Leonardo Sciascia legge il vangelo di S. Giovanni

"Nel Vangelo di Giovanni, quando Gesù disse di essere venuto al mondo per rendere testimonianza alla verità, Pilato domanda: 'Che cosa è la verità?' 
E' l'eterna domanda che può trovare risposta soltanto nella verità, non in una spiegazione o definizione della verità. La verità è. 'Io sono colui che sono'. E così la verità è colei che è. Il potere ne vuole spiegazione allo stesso modo che della menzogna in cui si inscrive può darne. Pilato domanda. Gesù non risponde. [...] Giovanni, il più letterato degli evangelisti, forse sapeva che quel particolare [lo spostarsi di Pilato dal pretorio alla corte detta 'il lastricato'] sarebbe valso a dar verità a tutto l'insieme.
E in conclusione: alla domanda di Pilato - "Che cosa è la verità?" - si sarebbe tentati di rispondere che è la letteratura."
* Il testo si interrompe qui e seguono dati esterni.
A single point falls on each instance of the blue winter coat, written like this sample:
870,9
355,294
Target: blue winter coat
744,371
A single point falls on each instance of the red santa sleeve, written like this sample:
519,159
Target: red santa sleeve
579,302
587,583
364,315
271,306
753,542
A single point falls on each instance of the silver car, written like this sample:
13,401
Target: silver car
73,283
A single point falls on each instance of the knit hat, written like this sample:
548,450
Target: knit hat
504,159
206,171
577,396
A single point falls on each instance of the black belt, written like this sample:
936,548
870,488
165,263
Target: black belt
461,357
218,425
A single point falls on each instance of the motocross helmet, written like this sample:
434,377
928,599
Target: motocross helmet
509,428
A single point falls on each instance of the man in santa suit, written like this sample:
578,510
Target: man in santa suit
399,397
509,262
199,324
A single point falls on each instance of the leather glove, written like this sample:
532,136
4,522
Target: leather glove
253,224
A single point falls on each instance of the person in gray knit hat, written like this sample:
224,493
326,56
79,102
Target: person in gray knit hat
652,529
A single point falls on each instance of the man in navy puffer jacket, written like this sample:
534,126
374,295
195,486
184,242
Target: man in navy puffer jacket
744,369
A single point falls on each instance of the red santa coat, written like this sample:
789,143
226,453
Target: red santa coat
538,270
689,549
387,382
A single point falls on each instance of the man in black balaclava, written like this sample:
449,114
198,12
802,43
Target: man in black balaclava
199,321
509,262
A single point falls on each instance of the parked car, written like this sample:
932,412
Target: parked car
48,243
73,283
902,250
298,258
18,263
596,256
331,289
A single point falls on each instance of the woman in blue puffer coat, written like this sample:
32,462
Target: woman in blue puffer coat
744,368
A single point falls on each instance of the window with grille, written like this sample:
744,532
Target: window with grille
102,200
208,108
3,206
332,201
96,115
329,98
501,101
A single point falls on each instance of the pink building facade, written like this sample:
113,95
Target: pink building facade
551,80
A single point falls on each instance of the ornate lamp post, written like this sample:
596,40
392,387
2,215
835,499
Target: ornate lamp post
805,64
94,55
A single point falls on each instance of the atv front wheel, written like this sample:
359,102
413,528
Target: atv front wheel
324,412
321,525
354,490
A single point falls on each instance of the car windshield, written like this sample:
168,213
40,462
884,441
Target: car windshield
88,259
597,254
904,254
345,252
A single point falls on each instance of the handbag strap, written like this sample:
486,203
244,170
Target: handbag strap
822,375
Apprendo, accetto, condivido la lezione sciasciana: la verità evangelica è la LETTERATURA. Vallo a far capire a preti, monache, credenti ed orsoline che la verità del Cristo - quel Cristo che aveva sancito IO SONO LA VERITA - è letteratura.
Sciascia, nelle vesti di "esegeta e critico" evangelico, annota morde ma pudicamente more solito si ritrae: per assolverlo, diciamo che aborre il dogma.
Solo che inopinatamente al dogma ricorre: il potere quale menzogna in cui si inscrive; il suo grande evangelo: potere uguale menzogna.
Menzogna, dunque, Sciascia maestro di buona politica, civile profeta, il cittadino impegnato. Da ultimo, nel piccolo, l'eterno galantuomo del Circolo Unione. Una giovanile proficua letterariamente frequentazione, ebbe a disertare il salone delle inutili ciarle serotine: parola di chi lesse e trascrisse uno per uno tutti i verbali del sodalizio di via Rapisardi che fu anche il mio. Ora transfughi ed estranei novelli dirigenti ne gestiscono questa piccola MENZOGNA SCIASCIANA.

Post scriptum: mi contraddico, Invero appare un verbale in cui si condona la morosità dei tempi di Sciascia morente.